Structuring Partner Investments in the UAE: A Practical SPV Case from Dubai
When investors come together around a good opportunity, the focus is usually on the asset, the numbers, and the upside. Trust is high, intentions are good, and the assumption is that “we’ll figure the rest out later.”
In practice, this is where many partnerships begin to crack.
At Affinitas FZCO, we regularly see investor groups reach the same moment of hesitation just before signing a deal:
What happens if one partner wants to exit early?
What if a shareholder passes away?
Who can approve a sale, take on debt, or change the structure?
These questions don’t signal a weak partnership. They signal a serious one.

The Challenge
Recently, a Dubai-based investor group approached us while preparing to invest jointly in a UAE asset. The commercial opportunity was sound and the partners were aligned, but they understood that alignment today does not automatically protect a partnership tomorrow.
Their requirement was not complexity for its own sake. They wanted a structure that would remain functional under pressure.
Specifically, they needed clarity around ownership and returns, protection against unilateral decisions, a fair and predictable profit mechanism, and flexibility for exits without destabilising the investment.
The Structuring Approach
We advised the use of a DMCC Special Purpose Vehicle (SPV) and focused on governance and economics as two related but distinct layers.
The structure was designed so that economic participation reflected each investor’s contribution, while decision-making authority remained efficient and clearly defined. Capital recovery was prioritised before profit sharing, ensuring that investors recovered their initial investment under agreed conditions before moving into profit distribution.
Key decisions — such as selling the asset, raising debt, or changing the capital structure — were classified as reserved matters, requiring collective approval rather than individual discretion. Transfer restrictions were also implemented, giving existing investors first rights in the event of an exit and preventing unexpected third-party involvement.
Finally, the SPV included regular reporting obligations, ensuring transparency and reducing the risk of mistrust caused by information gaps rather than actual performance.
The Outcome
The result was a structure that all parties understood from day one. No assumptions were left undocumented. No critical powers were implied rather than defined.
Most importantly, the structure protected not only the capital invested, but the relationships between the investors themselves. This is often overlooked, yet it is one of the primary reasons partnerships fail even when the underlying investment performs well.
Where This Type of SPV Works Best
This approach is particularly effective for family investment holdings, partner-led ventures, real estate investments, and UAE-based venture or asset investments where multiple stakeholders are involved.
The underlying principle is simple: the best SPV structures are not over-engineered.

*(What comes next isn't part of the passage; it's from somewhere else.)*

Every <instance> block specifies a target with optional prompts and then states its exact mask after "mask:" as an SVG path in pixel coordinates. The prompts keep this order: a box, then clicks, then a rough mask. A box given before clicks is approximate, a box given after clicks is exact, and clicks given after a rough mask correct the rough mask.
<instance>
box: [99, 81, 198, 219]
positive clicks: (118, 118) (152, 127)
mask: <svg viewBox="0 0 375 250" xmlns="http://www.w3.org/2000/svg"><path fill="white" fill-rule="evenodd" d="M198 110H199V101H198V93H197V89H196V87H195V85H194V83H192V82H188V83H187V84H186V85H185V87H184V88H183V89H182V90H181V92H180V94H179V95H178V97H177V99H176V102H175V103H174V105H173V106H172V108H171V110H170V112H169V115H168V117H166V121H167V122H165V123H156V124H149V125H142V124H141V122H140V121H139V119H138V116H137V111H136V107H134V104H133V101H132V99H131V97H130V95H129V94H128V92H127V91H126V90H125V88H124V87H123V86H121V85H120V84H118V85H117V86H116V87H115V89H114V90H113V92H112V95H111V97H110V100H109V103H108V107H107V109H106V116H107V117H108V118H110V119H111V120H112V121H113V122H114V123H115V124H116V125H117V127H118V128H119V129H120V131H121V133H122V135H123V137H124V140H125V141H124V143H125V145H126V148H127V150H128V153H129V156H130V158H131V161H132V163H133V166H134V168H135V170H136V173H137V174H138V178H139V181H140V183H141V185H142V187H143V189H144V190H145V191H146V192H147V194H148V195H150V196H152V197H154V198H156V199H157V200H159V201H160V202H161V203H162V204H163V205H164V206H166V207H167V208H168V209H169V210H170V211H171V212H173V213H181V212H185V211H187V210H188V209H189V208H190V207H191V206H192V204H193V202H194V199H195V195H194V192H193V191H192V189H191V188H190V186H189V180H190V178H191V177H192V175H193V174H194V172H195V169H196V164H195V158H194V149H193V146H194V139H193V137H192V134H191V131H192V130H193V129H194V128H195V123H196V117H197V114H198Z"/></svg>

They are commercially aligned, clearly governed, and tailored to the realities of how investors actually make decisions.
In our experience, the majority of partnership disputes arise from three recurring issues: unclear decision-making authority, the absence of a defined exit mechanism, and profit distributions that were assumed to be “obvious” but never formally agreed.
The most effective time to address these risks is not when tensions arise, but before the investment is made.
If you are entering a joint investment in the UAE and want a structure that protects all parties from the start, this is exactly what a well-designed SPV is meant to do.